Export Data with Scrapy python

Reading Time : ~ .

In previous blog post we collected top 250 movies names and their links from imDb. In this blog post, lets look into exporting that data into files.

For more information on scrapy, visit here

Now lets review the parse function in imdbScraper.py from previous blog post.

     def parse(self, response):
        table = response.xpath('//table[@data-caller-name="chart-top250movie"]')
        links = table.xpath(".//tbody/tr")
        for link in links:
            args = (link.select('.//td[@class="titleColumn"]/a/text()').extract_first(),
                    link.select('.//td[@class="titleColumn"]/a/@href').extract_first())
            print 'MovieName is %s and  imdb link is %s' %args
        pass

Declaring Items:

Items are like models for our scraped items, From above code snippet, we are collecting movie name and link. so our model will contain two fields

from scrapy import Field

class ImdbItem(scrapy.Item):
    name = Field()
    url = Field()

now that we have items declared in items.py. we can instantiate it as ImdbItem(name="xyz", url="some-url-here"). We need to make changes to imdbScraper.py.

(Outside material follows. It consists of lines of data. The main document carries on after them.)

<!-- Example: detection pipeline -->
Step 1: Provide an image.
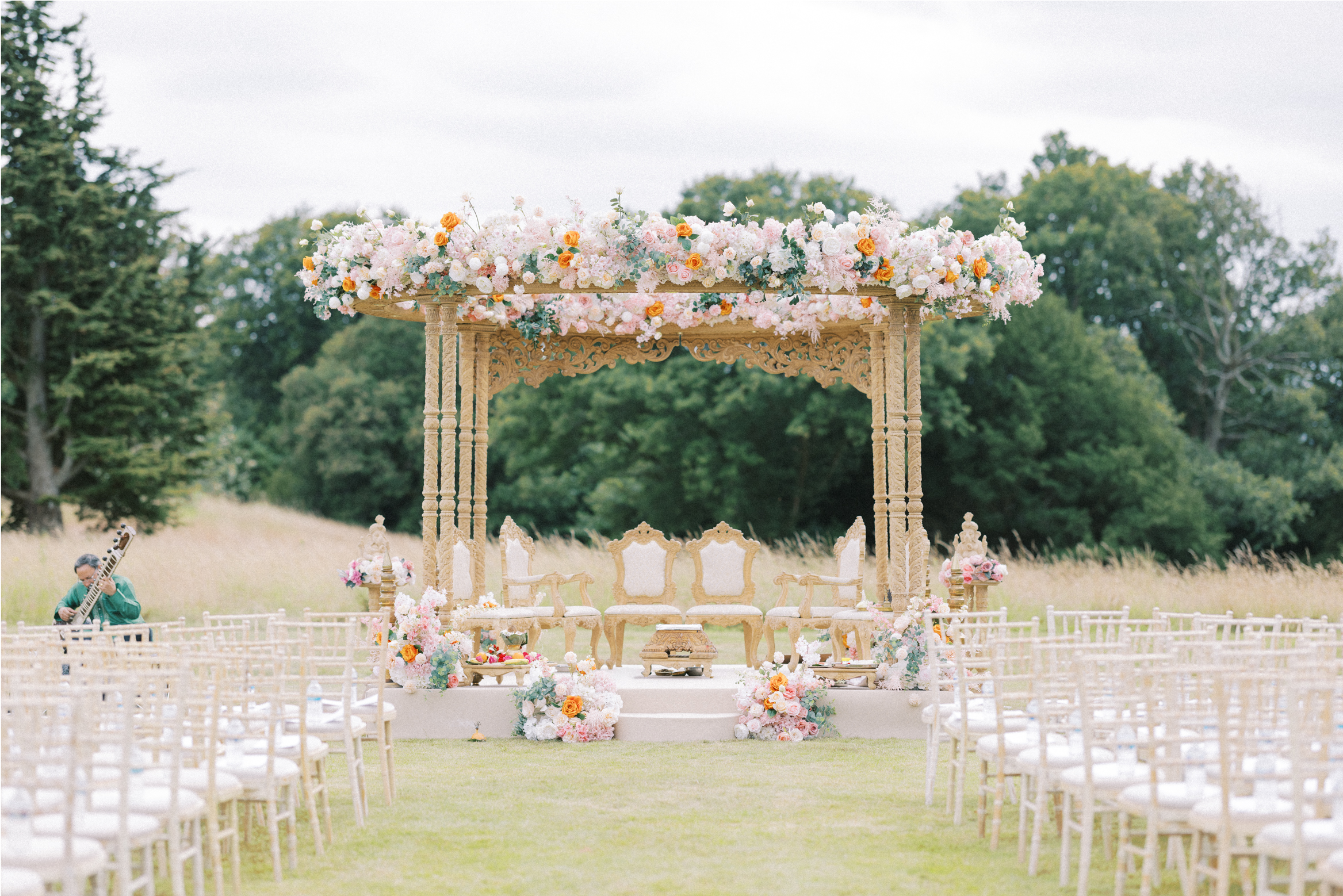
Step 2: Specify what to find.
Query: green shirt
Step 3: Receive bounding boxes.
[52,572,144,626]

    from imdb.items import ImdbItem

    def parse(self, response):
        table = response.xpath('//table[@data-caller-name="chart-top250movie"]')
        links = table.xpath(".//tbody/tr")
        for link in links:
            yield ImdbItem(name=link.xpath('.//td[@class="titleColumn"]/a/text()').extract_first(),
                     url = link.xpath('.//td[@class="titleColumn"]/a/@href').extract_first())

After the modifications the imdbScraper.py will look as 

# -*- coding: utf-8 -*-
import scrapy
from scrapy.selector import Selector
from scrapy.http import HtmlResponse
from imdb.items import ImdbItem

class ImdbscraperSpider(scrapy.Spider):
    name = "imdbScraper"
    allowed_domains = ["www.imdb.com"]

    def start_requests(self):
        urls = [
            'http://www.imdb.com/chart/top',
        ]
        for url in urls:
            yield scrapy.Request(url=url, callback=self.parse)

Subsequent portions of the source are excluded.